The Power of Good Questions

Kaushik Das of Greenplum, at a recent Big Data Cloud meetup spoke about Big Data as an enabler of 21st Century storytelling.  One of the comments made was about the Chompsky vs Norvig argument regarding patterns that can be found in random data.  Correlation is not cause and effect, a difference that most of the press still does not comprehend.  Chompsky is the premier linguist in the world, and feels we need to understand cause and effect, not just correlation as identified by Google’s Norvig.

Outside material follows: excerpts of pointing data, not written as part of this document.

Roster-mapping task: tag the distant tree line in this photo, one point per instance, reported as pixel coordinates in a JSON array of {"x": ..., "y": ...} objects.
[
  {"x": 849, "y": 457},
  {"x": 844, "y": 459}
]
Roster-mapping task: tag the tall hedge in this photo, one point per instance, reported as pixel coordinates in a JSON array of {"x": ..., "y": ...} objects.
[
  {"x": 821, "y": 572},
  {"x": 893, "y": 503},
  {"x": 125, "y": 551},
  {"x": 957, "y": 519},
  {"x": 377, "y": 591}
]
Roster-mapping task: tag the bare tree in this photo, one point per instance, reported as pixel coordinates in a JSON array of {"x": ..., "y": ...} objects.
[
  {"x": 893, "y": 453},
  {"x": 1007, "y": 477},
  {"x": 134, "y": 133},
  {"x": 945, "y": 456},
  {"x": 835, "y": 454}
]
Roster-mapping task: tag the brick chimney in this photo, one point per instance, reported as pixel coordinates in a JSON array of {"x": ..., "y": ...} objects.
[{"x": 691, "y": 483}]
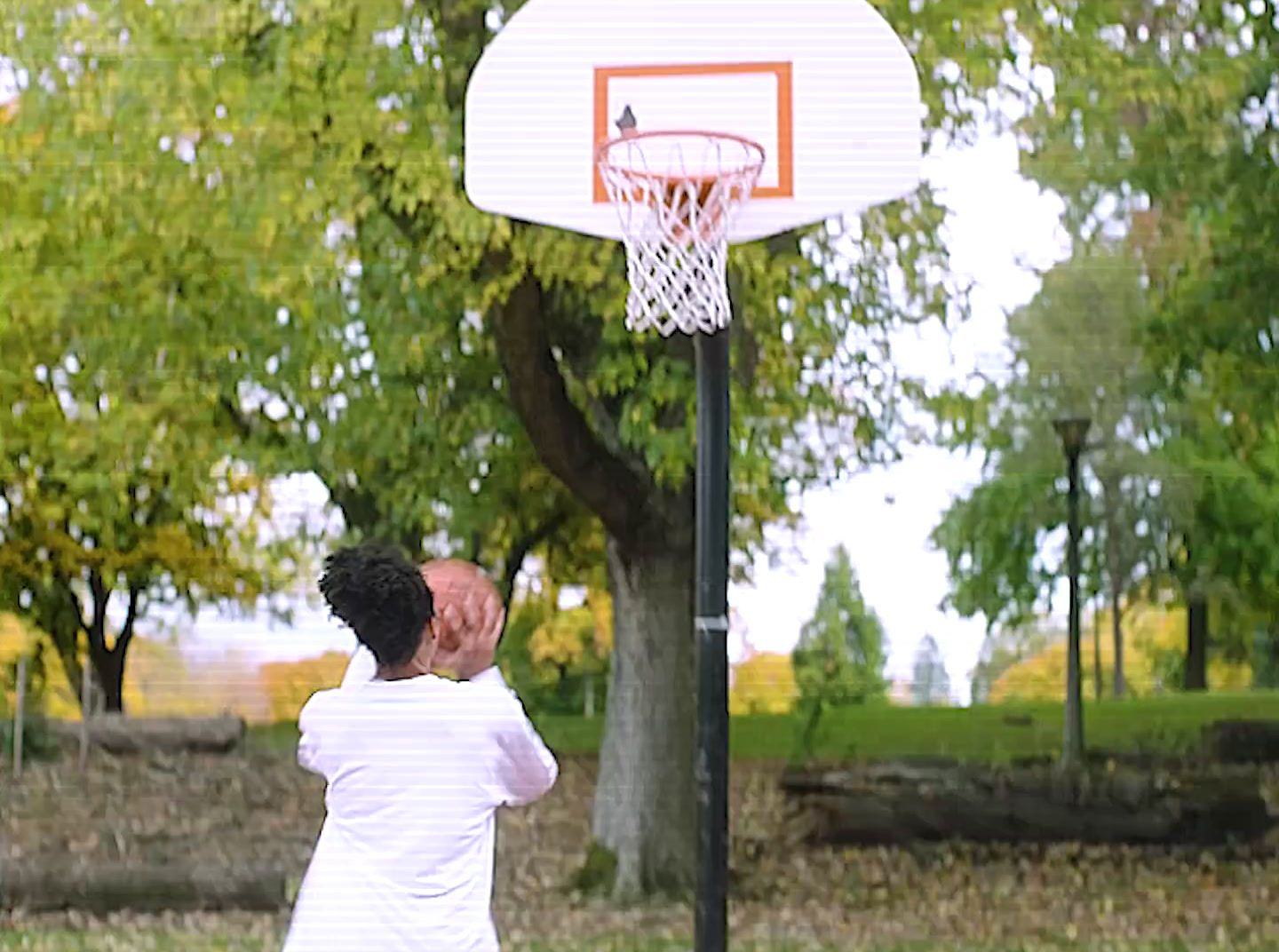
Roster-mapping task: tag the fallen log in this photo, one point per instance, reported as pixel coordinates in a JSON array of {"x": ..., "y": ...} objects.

It does bring into focus the ability of analytics to bring insights versus pattern searching.  The difference is in the quality of the questions asked.  I think that because analytics is pattern matching, in essence, that one can derive more insight with multiple questions, and I believe this is how most practitioners approach Big Data analytics.  The tools of analytics are powerful and provide greater reach than previously possible.  No longer are we limited to averages and samples, but a complete analysis of the data is possible.  This is important because at the fringes things can become non-linear with spectacular impact.  Look at the financial crisis or hurricane prediction as a couple of examples of where data that works very predictably inside the middle of a normal distribution can become very wild at the extremes.

Real insight becomes storytelling.  I mean this in the highest sense.  Storytelling that allows us to understand systems, be they natural, or based on human behavior can be tremendously powerful.  At the best it becomes predictive.  At the worst we are awaiting 100 monkeys with typewriters to produce Shakespeare.  When in doubt, ask more questions.  Do more analytics, and get more perspective on the story.